Demand forecasting is the type of data analytics that use algorithms to predict future demand of items, sales, transactions or whatever drives the demand, using historical data, past events and trends such as seasonality, weather, events and/or the competition. Essentially, algorithms process large sets of (historical) data to build models that predict the future with a certain confidence level. With accurate forecasts, managers in all aspects of the supply chain can make well-informed business decisions for staffing, logistics, sales and inventory.
There are plenty of theories and methods available for forecasting different types of patterns. They have however one thing in common: they work well in one situation but not in others. Therefore, all algorithms are trained on the same data and the one best suited to that situation or type of demand is picked. By using actual data, accuracy can be monitored and the approach can be changed automatically if it would lead to more accurate forecasts.
One of the implementations of demand forecasting is in inventory management.
Accurate demand forecasting gives powerful insights on how much, when and which products should be stocked in inventory. Forecasting can then be utilised to better align sales and marketing efforts and reduce the risk of stock outs, resulting in lower holding costs and increased turnover rates.
Simultaneously, demand forecasting also allows operational alignment in terms of logistics and workforce. Knowing exactly what demand will be, allows planners to coordinate their logistics and distribution with the right amount of vehicles, optimise routes and streamlining their warehouse activities. This lowers logistic costs and maximises asset efficiency.

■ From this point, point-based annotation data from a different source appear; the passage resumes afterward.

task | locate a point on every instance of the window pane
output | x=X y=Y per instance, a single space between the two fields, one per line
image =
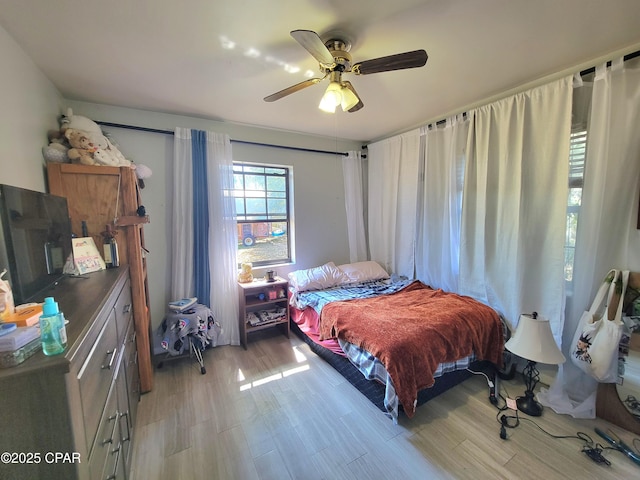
x=261 y=242
x=276 y=184
x=254 y=182
x=261 y=195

Another area where demand forecasting can be of great help is in workforce management. Demand forms the perfect base to build schedules on. Labour demand forecasting, as we call it, allows you to translate demand into required head count and opens up doors to optimised shift creation and shift filling opportunities. An example is slightly undercovering demand when costs have to be reduced and overcovering demand when high service to customers must be guaranteed. With labour demand forecasting, costs will decline and service levels will increase.
Demand forecasting has been around for a long time, but with the newest technologies demand forecastings are more accurate than ever. It has also been easier to generate these forecastings more frequently, tweak and tune them manually and to understand the results. They give a deeper understanding of the available demand data and form a powerful tool to start optimising operations across the entire supply chain.